Ravitch is right not to dwell on bankruptcy as an avenue through which states could restructure their future liabilities. Though the idea has gotten much attention lately, it could be a rabbit hole.
States can't file for federal bankruptcy -- the only kind -- because in the Depression, the Supreme Court ruled that the nation's first bankruptcy law for public-sector entities violated their sovereignty. In response, Congress specifically designed a statute for cities, towns, and other municipalities. The code requires that each state explicitly authorize its municipalities to declare bankruptcy; some states, then, don't allow their municipalities access to the federal code, and some do it on a case-by-case basis.
It's theoretically possible that Congress could design a more robust law for states or that the Court would rule differently today. Even if a state-bankruptcy law passed Constitutional muster, though, each state likely would retain the right to opt in or out of the code, and no federal court could readily force a "bankrupt" state to change its laws or its constitution at the behest of creditors.
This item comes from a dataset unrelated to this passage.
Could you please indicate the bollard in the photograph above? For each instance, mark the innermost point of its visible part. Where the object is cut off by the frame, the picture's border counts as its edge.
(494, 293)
To see how such restrictions would be important, consider that New York State, for example, has a law on the books prohibiting the Metropolitan Transportation Authority (MTA) from filing for bankruptcy as a corporate entity. The state could further pass a law prohibiting itself from filing bankruptcy if the federal government made such an option feasible. Then what would happen? At best, years of legal uncertainty.
Plus: What would it mean for a "state" to file bankruptcy? States raise money through all kinds of vehicles, including structured trusts into which tax revenues automatically flow to cover debt costs before filtering into state coffers. If the feds created a bankruptcy code for states, structured-finance bankers and state fiscal advisers would be busy keeping one step ahead of the code.
States -- and their many creditors --shouldn't hope that the deus ex machina of bankruptcy will clear a way through future liabilities soon. Instead, states should do what they already can do: pare back future pension, healthcare, and other commitments through legislation and contract negotiation, and contain spending so that they can spend cash on maintaining infrastructure, rather than borrowing for that purpose.
To be sure, states would benefit from market discipline, something that's missing now, as bondholders figure (probably correctly) that these debtors are too big to fail. Creating an environment of market discipline for sovereign bodies will be hard -- ask Angela Merkel -- but pursuing a distraction won't help in the task.